Vous pourriez aussi continuer de la faire tourner, mais gardez à l’esprit qu’elle a eu recours à la communication ouverte à ce sujet, et ce ne sera donc pas la dernière fois que vous en entendrez parler. Vous pourriez également la laisser purement et simplement tomber. Vous pourriez aussi désirer persévérer dans votre relation avec elle, mais la laisser « refroidir » un peu et revenir vers elle après quelques semaines. Encore une fois, cela semble contre-intuitif, mais cette rétention d’attention augmentera considérablement sa valeur pour elle, ou alors la fera disparaître tout simplement, auquel cas cela n’en valait pas la peine et vous ne disperserez pas votre temps et vos efforts à conquérir une femme avec moins de 100 % d’intérêt pour vous.
La confiance découle des options.
Ne voyez pas la théorie des assiettes comme une technique de filtrage, mais plutôt comme un moyen de renforcer votre confiance en vous. Si vous deviez monter sur le ring face à un boxeur professionnel là maintenant, ce serait probablement du suicide pour vous. Mais entraînez-vous pendant quelques années, enchaînez les rounds contre d’autres adversaires, gagnez quelques combats, et vous serez probablement assez confiant dans vos performances passées pour savoir que vous pouvez à présent lui tenir tête sur le ring. La confiance en soi découle des options non-exclusives que vous tenez dans votre main à un instant T, et de la capacité à avoir généré avec succès ces options par le passé.

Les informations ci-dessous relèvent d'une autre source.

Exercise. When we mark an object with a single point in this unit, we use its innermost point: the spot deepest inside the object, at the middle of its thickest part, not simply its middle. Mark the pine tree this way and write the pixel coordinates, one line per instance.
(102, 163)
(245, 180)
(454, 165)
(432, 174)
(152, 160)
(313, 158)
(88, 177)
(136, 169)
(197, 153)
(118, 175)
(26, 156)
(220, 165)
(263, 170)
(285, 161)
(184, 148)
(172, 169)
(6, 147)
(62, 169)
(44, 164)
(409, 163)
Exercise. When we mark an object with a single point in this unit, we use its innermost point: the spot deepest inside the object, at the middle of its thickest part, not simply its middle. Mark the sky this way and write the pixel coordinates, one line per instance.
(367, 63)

Ce n’est pas une question de chiffres, mais de non-exclusivité. L’objectif n’est pas d’accumuler autant de femmes que possible afin de filtrer la plèbe et de trouver la « perle rare ». Cette mentalité est même précisément la clé du désastre. Il n’existe pas de « Femme de Qualité », c’est une idéalisation. Certaines femmes sont meilleures que d’autres, bien sûr, mais vous ne trouvez pas la femme parfaite, vous créez la femme parfaite. Il n’y a pas d’aiguille dans la botte de foin, croire cela témoigne d’une mentalité de pénurie/unicisme. Le but est de vous modeler, vous et toute femme avec laquelle vous envisagez l’exclusivité, afin de faire coller la relation à VOTRE perspective à vous. Ce processus devrait avoir lieu avant de vous engager dans l’exclusivité, pas après. Le monde est rempli d’hommes qui passent leur vie entière à essayer de rattraper leurs erreurs, de reprendre le contrôle du cadre de leur relation et d’être le mâle qu’ils auraient dû incarner bien avant d’entrer dans une relation de long terme. Ils passent la majeure partie de leur LTR/mariage à essayer de prouver qu’ils méritent le respect de leur compagne, alors qu’ils auraient mieux fait de laisser cette conclusion se faire bien avant l’engagement, grâce à une bonne dose d’anxiété compétitive.